House acts on mortgage lending title fees, continued validity of loan rates (updated)

Legislation on title fee calculations in mortgage lending, and clarifying that bank and credit union loan rates remain valid whether sold or reassigned to a third party, was adopted by the House Wednesday in two separate bills.

Under H.R. 3978, the “TRID Improvement Act of 2017,” the Real Estate Settlement Procedures Act of 1974 (RESPA) and the “Know Before You Owe” requirements under Truth in Lending-RESPA (TRID) would be amended to require the Consumer Financial Protection Bureau (CFPB) to allow for the calculation of the discounted rate title insurance companies may provide to consumers when they purchase lender’s and owner’s title insurance simultaneously.

The bill was passed by the House on a vote of 271-145.

Under H.R. 3299, the “Protecting Consumers Access to Credit Act of 2017,” the Federal Deposit Insurance and Federal Credit Union Acts would be amended to clarify that bank and credit union loans that are valid as to their maximum rate of interest in accordance with federal law when made remain valid with respect to that rate regardless of whether a bank has subsequently sold or assigned the loan to a third party.

H.R. 3299 was adopted on a vote of 245-171.
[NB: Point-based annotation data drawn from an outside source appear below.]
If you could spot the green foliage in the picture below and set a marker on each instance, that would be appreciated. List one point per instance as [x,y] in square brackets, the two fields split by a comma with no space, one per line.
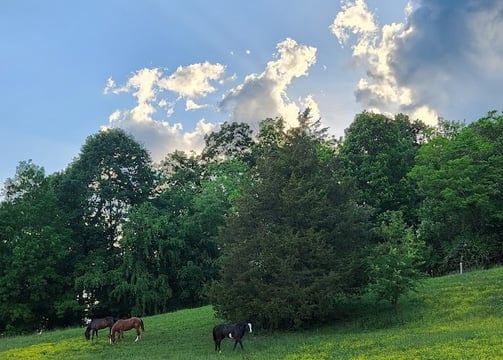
[111,174]
[395,262]
[459,179]
[453,317]
[34,254]
[378,152]
[292,244]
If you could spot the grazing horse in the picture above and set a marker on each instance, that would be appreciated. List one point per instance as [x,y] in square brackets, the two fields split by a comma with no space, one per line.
[127,324]
[231,331]
[97,324]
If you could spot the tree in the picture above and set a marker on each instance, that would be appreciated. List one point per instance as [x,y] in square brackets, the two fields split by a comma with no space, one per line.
[111,174]
[378,152]
[232,142]
[292,244]
[458,175]
[35,264]
[395,263]
[149,258]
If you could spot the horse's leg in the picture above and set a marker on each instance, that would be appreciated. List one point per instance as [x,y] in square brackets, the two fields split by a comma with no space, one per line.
[236,342]
[137,334]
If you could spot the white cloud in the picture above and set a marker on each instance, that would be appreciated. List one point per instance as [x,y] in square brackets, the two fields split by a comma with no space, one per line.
[193,81]
[265,95]
[374,50]
[258,97]
[444,59]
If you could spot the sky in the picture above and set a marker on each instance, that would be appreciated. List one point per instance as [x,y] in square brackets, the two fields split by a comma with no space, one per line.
[169,72]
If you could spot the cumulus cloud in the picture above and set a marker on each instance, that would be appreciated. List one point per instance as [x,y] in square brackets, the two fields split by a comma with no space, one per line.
[432,63]
[258,97]
[265,95]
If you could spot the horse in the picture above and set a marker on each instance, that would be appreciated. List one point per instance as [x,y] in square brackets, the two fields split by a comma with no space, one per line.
[231,331]
[127,324]
[97,324]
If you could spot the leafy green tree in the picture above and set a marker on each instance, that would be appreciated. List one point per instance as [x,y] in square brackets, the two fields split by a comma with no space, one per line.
[35,266]
[378,152]
[458,175]
[111,174]
[148,260]
[292,244]
[395,262]
[233,141]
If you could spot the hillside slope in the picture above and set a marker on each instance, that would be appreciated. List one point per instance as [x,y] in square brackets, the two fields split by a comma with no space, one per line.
[452,317]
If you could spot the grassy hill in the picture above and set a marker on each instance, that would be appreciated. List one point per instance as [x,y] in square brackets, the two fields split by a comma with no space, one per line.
[452,317]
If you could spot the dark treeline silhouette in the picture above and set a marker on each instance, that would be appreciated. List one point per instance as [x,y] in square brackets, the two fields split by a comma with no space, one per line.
[279,227]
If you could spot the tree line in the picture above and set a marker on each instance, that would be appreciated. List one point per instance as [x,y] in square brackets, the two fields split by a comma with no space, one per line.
[279,226]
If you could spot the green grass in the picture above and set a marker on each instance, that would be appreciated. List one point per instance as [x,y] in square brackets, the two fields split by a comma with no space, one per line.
[452,317]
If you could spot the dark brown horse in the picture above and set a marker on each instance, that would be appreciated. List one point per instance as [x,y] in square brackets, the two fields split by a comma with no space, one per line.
[124,325]
[231,331]
[97,324]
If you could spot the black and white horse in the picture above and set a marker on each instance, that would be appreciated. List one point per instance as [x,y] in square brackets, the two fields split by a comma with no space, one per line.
[231,331]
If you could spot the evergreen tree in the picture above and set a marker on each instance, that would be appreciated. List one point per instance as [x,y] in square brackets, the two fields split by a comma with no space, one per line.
[293,244]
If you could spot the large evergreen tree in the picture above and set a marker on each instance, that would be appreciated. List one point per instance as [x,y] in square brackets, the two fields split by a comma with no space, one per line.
[292,245]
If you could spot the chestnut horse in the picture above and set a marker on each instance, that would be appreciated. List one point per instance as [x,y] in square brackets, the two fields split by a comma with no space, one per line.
[97,324]
[124,325]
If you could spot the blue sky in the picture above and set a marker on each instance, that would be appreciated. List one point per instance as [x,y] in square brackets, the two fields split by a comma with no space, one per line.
[170,71]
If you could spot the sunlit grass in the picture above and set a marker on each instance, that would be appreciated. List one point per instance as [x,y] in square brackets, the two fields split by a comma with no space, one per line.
[453,317]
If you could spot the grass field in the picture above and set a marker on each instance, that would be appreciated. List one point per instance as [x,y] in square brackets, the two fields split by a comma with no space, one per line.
[452,317]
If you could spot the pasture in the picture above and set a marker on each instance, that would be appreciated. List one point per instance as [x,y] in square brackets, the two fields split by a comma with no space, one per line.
[452,317]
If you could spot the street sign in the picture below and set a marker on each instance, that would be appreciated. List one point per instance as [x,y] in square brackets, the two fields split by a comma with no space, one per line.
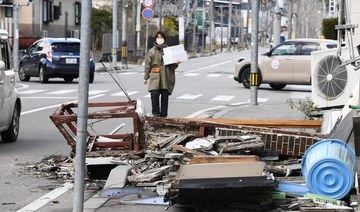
[148,13]
[148,3]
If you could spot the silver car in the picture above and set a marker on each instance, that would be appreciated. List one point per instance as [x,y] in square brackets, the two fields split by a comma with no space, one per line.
[10,103]
[287,63]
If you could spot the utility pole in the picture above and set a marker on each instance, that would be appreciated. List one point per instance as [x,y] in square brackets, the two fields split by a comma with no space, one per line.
[16,8]
[138,24]
[115,37]
[221,33]
[291,19]
[194,26]
[212,27]
[82,118]
[254,76]
[247,23]
[277,23]
[229,27]
[124,45]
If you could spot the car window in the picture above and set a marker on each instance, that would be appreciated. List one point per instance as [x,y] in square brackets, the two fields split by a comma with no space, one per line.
[66,47]
[285,49]
[307,48]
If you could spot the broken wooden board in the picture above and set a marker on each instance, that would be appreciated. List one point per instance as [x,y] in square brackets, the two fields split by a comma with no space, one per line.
[262,123]
[224,159]
[220,170]
[186,150]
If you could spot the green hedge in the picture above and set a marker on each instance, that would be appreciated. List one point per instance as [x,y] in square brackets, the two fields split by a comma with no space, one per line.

The legislation would overturn the “Midland Funding, LLC v. Madden” decision on “valid when made” contracts. That decision found federal preemption principles generally applicable to national banks under the National Bank Act did not extend to nonbank assignees of a bank loan where the bank no longer held an interest in the loan, and federal law therefore did not preempt New York state usury limitations.